= Spaceway =

The Spaceway system was originally envisioned as a global K_{a}-band communications system by Hughes Electronics. When the project to build the system was taken over by Hughes Network Systems, a subsidiary of Hughes Electronics, it was transformed into a phased deployment initially only launching a North American satellite system. This is in comparison to other more ambitious systems such as Teledesic and Astrolink which retained their full global nature and which subsequently failed to complete their systems. Hughes Network Systems working with Hughes Electronics subsidiary Hughes Space and Communications (and subsequently sold to Boeing and called Boeing Satellite Systems and later the Boeing Satellite Development Center) completed and built the North American Spaceway system meant to provide broadband capabilities of up to 512 kbit/s, 2 Mbit/s, and 16 Mbit/s uplink data communication rates with fixed K_{a}-band satellite terminal antennas sized as small as 74 cm. The broadband Spaceway system was standardized by Telecommunications Industry Association and European Telecommunications Standards Institute (ETSI) as the Regenerative Satellite Mesh - A Air Interface.

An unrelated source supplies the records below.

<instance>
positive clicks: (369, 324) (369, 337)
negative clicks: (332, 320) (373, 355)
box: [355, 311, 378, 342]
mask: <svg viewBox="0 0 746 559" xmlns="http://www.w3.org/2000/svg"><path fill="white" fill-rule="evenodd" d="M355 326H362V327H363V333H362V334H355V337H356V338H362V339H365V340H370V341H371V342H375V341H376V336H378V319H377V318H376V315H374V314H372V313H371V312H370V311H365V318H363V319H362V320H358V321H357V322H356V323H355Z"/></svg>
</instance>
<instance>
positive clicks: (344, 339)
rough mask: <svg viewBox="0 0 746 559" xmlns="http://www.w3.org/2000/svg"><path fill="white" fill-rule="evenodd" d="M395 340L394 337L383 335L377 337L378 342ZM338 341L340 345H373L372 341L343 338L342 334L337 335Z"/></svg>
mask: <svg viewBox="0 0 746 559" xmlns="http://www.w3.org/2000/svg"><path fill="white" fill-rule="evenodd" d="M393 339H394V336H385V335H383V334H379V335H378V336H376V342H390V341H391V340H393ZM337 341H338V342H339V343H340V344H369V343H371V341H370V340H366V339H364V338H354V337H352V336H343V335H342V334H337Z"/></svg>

After News Corp purchased a controlling interest in Hughes Electronics, the company sold off its controlling interest in Hughes Network Systems but retained Spaceway-1 and Spaceway-2 for use in the DirecTV satellite television subsidiary of Hughes Electronics. Boeing retrofitted the first two satellites for bent pipe K_{a}-band communications for use in high-definition television and disabled the regenerative on-board processing of the original system that was to be used for broadband satellite communications.

Despite statements to the contrary in the system's initial filings with the Federal Communications Commission, none of the three satellites have inter-satellite links connecting the satellites directly with each other in space.

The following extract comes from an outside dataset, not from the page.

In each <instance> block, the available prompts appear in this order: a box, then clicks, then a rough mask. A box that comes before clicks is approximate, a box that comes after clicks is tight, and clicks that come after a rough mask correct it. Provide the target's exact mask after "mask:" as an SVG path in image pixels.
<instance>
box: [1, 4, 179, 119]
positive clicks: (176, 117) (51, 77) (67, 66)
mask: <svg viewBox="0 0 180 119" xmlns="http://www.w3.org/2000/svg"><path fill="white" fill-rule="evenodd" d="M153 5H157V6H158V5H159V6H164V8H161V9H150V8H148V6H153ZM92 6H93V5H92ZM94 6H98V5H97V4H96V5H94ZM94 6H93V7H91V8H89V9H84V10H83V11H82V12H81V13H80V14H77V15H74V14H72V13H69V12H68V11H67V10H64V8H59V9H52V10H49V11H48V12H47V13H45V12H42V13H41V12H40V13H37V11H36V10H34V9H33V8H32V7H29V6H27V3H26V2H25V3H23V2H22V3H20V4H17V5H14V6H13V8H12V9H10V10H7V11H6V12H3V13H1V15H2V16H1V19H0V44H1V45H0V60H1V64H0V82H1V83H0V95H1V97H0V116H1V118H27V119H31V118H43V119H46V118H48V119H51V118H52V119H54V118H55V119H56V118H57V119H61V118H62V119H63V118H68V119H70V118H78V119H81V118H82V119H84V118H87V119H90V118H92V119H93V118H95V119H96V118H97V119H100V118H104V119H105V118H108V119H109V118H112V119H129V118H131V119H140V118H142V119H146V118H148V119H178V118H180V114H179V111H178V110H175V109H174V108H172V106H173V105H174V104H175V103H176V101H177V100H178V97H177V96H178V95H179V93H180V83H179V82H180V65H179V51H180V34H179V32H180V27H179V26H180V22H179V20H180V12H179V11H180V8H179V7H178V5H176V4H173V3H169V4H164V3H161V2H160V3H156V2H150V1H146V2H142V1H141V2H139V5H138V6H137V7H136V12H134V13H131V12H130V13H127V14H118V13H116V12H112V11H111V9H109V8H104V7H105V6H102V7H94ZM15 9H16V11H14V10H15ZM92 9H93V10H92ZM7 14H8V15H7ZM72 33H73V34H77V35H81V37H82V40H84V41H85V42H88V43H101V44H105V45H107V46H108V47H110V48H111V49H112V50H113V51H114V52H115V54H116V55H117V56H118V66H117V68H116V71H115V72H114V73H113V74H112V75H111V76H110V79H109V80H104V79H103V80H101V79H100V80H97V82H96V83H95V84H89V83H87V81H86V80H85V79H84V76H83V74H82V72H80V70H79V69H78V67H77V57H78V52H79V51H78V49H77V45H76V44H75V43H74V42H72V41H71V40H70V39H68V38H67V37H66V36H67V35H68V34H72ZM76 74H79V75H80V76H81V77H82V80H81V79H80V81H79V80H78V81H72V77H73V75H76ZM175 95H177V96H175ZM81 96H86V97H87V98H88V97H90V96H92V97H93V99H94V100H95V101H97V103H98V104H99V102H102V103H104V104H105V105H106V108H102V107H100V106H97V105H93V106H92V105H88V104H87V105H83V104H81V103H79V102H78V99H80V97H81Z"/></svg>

Spaceway-1, Spaceway-2 and Spaceway-3 have been launched and Hughes Network Systems had an option to purchase and have Boeing build Spaceway-4.

Spaceway-1, after exceeding its design life by two and a half years, was decommissioned in February 2020 after suffering extensive thermal damage to its batteries in December 2019, forcing the satellite to be moved to a graveyard orbit to prevent the risk of it exploding.